TigerHeart II: Objectives for the graphics engine

The 3D engine is the largest and most addressed extension of the first “TigerHeart” version. Because it is possible to use it not only for three-dimensional presentation but also for hardware-accelerated flat, 2D drawing the notation will be changed to the more indicative term ‘graphics engine’.
Following characteristics should be achieved:

  1. API base: It must be able to utilize Direct3D and OpenGL for hardware-accelerated display.
  2. Standardization: The objects should be accessible and modifiable independently from the graphics API, which is currently active. So a scene, which is created with DirectX, can be rendered with OpenGL and vice versa and tools and helper functions have to be created only once. Anyway the engine gains specialized interfaces, methods and attributes for particular API functionalities and performance issues.
  3. Object types: There are two major kinds of objects. Displayable ones (like graph nodes and polygon meshes) are unilaterally interdependent, transformable and have got the ability to be rendered and attributes like bounding volumes and a position vector. They use states (like shaders and textures), which are the second kind and on a par, for rendering. Besides octrees will help for culling and collision detection, fonts are being used by text objects to show letters, animations to transform nodes by presets, cameras for view manipulation and light sources for illumination.
  4. Multi-pass: Displayable objects should have the ability to be rendered multiple times using different sets of states. This is important for generating shadows, effects and complex lighting.
  5. Streaming: Rendering operations are stored into buffers, which can be sorted to reduce state changes and to meet other, hardware-dependent conditions for performance increases. These stream buffers can be processed in another thread than the generating one. That way the scenery is being modifiable for the next frame while the previous one is still being drawn.

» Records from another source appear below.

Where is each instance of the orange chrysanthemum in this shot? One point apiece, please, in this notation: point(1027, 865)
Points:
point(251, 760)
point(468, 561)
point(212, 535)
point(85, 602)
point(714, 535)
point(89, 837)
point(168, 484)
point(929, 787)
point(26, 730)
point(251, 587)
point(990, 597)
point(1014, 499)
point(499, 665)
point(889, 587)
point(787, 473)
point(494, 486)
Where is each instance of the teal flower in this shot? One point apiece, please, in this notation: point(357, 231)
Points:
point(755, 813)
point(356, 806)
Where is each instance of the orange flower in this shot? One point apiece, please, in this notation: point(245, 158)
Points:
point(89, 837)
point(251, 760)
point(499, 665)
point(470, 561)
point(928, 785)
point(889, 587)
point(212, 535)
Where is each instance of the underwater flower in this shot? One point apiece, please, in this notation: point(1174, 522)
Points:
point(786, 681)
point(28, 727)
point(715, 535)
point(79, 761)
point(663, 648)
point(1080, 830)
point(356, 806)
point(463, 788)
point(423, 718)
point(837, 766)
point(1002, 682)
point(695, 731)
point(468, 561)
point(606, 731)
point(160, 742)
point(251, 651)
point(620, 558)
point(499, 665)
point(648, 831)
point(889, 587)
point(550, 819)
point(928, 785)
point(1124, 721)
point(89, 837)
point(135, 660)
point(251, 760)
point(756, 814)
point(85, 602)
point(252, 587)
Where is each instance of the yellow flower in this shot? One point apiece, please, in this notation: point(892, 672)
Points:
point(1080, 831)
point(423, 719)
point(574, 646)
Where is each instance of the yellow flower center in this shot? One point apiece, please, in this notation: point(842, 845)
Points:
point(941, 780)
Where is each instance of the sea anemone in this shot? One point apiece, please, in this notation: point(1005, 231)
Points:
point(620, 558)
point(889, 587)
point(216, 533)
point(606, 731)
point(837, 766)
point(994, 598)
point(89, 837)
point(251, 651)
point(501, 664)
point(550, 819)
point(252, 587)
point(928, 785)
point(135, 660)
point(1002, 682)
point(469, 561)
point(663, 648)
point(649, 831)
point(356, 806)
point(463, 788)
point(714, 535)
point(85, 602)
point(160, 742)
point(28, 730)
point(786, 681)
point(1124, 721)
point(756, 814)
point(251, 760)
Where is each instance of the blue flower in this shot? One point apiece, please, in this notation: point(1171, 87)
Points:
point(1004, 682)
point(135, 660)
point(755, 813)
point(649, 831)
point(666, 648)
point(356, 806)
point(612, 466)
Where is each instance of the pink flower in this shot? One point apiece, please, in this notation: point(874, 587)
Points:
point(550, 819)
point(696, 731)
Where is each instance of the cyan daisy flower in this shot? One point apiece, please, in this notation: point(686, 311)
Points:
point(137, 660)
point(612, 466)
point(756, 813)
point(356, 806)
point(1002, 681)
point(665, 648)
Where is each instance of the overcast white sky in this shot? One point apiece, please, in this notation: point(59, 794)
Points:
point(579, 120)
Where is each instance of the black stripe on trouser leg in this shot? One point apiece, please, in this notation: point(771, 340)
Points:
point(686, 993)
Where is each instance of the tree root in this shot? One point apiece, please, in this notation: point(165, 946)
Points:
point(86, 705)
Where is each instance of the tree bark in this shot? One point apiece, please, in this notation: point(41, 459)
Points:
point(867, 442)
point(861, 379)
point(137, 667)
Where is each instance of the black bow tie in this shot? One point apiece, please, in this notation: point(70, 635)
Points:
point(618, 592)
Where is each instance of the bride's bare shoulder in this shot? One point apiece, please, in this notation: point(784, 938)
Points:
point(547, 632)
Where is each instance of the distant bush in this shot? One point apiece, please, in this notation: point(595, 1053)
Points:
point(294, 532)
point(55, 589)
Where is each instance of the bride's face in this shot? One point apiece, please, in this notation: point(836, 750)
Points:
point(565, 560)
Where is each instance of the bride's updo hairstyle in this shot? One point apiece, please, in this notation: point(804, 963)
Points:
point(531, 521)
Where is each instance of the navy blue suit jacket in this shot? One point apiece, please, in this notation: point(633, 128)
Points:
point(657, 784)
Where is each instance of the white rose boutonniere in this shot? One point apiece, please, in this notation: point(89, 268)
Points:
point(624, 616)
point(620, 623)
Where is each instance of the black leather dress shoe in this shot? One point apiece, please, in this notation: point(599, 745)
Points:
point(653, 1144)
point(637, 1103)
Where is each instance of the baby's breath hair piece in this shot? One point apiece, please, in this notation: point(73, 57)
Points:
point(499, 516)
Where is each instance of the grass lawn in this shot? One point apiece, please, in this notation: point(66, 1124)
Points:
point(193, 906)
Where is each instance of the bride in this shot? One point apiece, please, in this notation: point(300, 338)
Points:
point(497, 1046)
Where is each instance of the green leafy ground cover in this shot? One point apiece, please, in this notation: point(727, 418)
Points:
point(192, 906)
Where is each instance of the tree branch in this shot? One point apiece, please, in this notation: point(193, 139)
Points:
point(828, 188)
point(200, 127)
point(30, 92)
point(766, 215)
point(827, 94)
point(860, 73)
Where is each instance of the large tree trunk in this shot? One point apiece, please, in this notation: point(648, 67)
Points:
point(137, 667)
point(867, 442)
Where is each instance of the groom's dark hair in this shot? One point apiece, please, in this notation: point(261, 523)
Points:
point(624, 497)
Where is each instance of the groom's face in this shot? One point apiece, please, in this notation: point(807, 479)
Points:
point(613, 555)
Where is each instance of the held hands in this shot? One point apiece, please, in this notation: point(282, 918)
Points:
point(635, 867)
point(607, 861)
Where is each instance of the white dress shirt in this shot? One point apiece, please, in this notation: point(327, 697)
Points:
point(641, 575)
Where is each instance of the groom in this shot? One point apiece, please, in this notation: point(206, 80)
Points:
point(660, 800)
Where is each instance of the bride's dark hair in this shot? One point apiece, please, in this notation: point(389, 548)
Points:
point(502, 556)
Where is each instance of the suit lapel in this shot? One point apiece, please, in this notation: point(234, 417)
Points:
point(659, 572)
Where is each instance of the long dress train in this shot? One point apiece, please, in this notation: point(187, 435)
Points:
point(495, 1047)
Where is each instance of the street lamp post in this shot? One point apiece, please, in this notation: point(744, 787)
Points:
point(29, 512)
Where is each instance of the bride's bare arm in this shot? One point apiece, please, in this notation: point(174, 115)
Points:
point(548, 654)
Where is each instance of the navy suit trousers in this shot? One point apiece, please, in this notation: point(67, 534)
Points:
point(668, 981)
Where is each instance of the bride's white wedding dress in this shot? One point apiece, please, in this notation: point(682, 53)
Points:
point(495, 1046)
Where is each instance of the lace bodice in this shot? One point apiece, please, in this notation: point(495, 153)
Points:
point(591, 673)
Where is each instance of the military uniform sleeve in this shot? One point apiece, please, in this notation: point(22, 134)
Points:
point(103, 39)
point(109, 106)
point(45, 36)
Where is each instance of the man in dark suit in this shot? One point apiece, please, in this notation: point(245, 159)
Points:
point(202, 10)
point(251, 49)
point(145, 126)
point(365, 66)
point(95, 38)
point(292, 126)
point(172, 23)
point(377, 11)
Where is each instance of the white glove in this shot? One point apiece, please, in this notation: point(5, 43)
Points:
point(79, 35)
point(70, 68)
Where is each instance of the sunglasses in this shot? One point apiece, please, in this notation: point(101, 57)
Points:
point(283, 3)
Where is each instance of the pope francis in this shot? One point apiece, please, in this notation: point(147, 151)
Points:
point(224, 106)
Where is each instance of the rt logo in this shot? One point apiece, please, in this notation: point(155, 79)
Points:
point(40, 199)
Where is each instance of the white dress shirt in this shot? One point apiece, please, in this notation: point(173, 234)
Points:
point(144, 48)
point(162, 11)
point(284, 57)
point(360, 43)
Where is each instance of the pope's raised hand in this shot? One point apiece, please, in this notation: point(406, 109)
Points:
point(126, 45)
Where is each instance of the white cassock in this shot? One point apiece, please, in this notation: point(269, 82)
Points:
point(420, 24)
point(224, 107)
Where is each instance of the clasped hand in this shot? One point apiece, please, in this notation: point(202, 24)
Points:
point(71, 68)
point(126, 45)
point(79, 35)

TigerHeart II: Objectives for the core

The first important step in the planning phase of a new software project is to set the objectives. Here are the ones that should be achieved for the second version of the “TigerHeart” engine core:

  1. Classes and interfaces: C++ classes are accessed externally via interfaces similar to COM. Furthermore methods can be called and attributes can be retrieved and modified using special functions (e.g. for script utilization).
  2. Derivation: It is possible to use existing classes as base for new ones. But those extensions should be accessed by non-derived interfaces.
  3. Object and library management: TigerHeart manages object creation from classes, which are provided by static and dynamic libraries.
  4. Data access and storage: Files from directories and archives are loaded and saved using wrappers. Data can be stored into memory and files with a standard interface and compression.
  5. Meta data: Every class is able to retain user-defined attributes.
  6. Design: Construction of functions, classes and interfaces happens in XML files, which are transformed into various header, source code, script files and what ever is needed. These files will be enhanced by own code.
    Maybe the handling is simplified by an editor later.
  7. Threads: There is a native support for processing on multiple cores.
  8. x86 / x64: Code has to be compilable to 32 and 64 bit executables for Microsoft Windows XP and Vista. Compatibility with other platforms is optional.